Demain aujourd’hui : compte rendu d’expositions dans quatre centres d’artistes à Montréal

Dominique Sirois-Rouleau
Centre des arts actuels Skol
Du 12 janvier au 25 février 2017

Diagonale
Du 20 janvier au 1er avril 2017

Eastern Bloc
Du 19 janvier au 15 février 2017

Centre Clark
Du 12 janvier au 18 février 2017
Lisa LiptonTHE IMPOSSIBLE BLUE ROSE, vue d’exposition, Diagonale, Montréal, 2017.
Photo : Guy L’Heureux
Centre des arts actuels Skol
Du 12 janvier au 25 février 2017

Diagonale
Du 20 janvier au 1er avril 2017

Eastern Bloc
Du 19 janvier au 15 février 2017

Centre Clark
Du 12 janvier au 18 février 2017
[In French]

Si les débuts d’années s’attachent habituellement à un regard rétrospectif et prospectif sur les évènements, ces expositions de la rentrée d’hiver observent, à travers un large spectre thématique, notre rapport aux œuvres, aux discours et aux temporalités qui s’inscrivent en elles. Les jeux de représentations dévoilent alors les fins possibles de l’activité humaine. 

Paysage interne
Centre des arts actuels Skol, du 12 janvier au 25 février 2017

La commissaire Delphine Leccas soumet au Centre des arts actuels Skol un projet cruellement présent. Ancrée dans une actualité déchirante, Paysage Interne rassemble cinq artistes syriens dont les propositions multidisciplinaires transcendent le spectacle du drame et de l’horreur au profit d’une chronique sensible de la vie en cours. Le regard franc et intimiste des artistes invite à la contemplation comme rempart à la surenchère médiatique. En effet, l’exposition oppose à l’urgence du conflit le temps lent de la création et explore la fragilité du paysage comme une métaphore de la condition syrienne. 

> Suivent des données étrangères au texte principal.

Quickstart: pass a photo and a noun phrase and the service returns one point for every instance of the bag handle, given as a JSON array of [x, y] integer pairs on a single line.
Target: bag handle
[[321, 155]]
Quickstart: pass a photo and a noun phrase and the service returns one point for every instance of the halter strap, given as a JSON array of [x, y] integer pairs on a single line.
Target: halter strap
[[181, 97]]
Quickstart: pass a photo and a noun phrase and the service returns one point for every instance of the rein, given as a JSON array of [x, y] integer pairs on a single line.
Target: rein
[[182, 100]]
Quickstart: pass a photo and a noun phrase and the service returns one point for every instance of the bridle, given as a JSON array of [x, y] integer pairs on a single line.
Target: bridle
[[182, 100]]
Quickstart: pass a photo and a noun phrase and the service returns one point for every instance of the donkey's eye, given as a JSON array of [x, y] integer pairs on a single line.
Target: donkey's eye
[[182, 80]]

En attente et fantomatiques chez Aiham Dib ou habités et vivants dans 99 noms d’Alep (2013) de Muzaffar Salman, les lieux photographiés témoignent d’un temps suspendu, d’un univers en sursis où l’intervention humaine oscille entre la menace et la cicatrice. Qu’il brille par son absence ou qu’il se tienne droit au milieu des gravats, l’homme marque un point de tension dans l’image, voire un lieu de rupture ou une promesse d’action. En ce sens, Light Horizon (2012) de Randa Maddah panse les plaies du lieu afin d’ouvrir de nouvelles perspectives. Dans une pièce délabrée, une femme époussète et met en place un espace accueillant de sorte que la violence inscrite dans l’architecture se révèle comme une ouverture sur un paysage bucolique et paisible. La brutalité côtoie ainsi la poésie comme les faces d’une même médaille que la vidéo de Reem retourne en quelques secondes. D’une durée d’une minute, Damascus Rain (2013) présente en boucle une nuit à Damas où les clapotements de la pluie alternent avec les bruits de tirs. Les lumières de la ville et des détonations éclairent la scène et ajoutent au trouble émotif engagé par la trame sonore. Reem renvoie en quelques instants le romantisme à la consternation et l’angoisse avec une fausse candeur qui évoque les dessins de Monif Ajaj. Ces derniers affirment une fureur autrement plus latente chez les autres artistes réunis par Leccas. Les véhicules militaires, les personnages monstrueux et le trait expressif accordent aux dessins naïfs une amplitude agressive brute qui peut être plus étouffante qu’une photographie documentaire. La qualité personnelle de la représentation picturale permet un recul devant le sujet, mais elle favorise aussi la projection du spectateur dans le récit. À l’instar de l’ensemble de l’exposition, le point de vue individuel révèle ici l’acuité de sa valeur universelle. La situation globale de la Syrie s’exprime dans Paysage Interne avec une réserve d’autant plus poignante qu’elle s’articule sans confrontation et induit une part importante d’introspection. 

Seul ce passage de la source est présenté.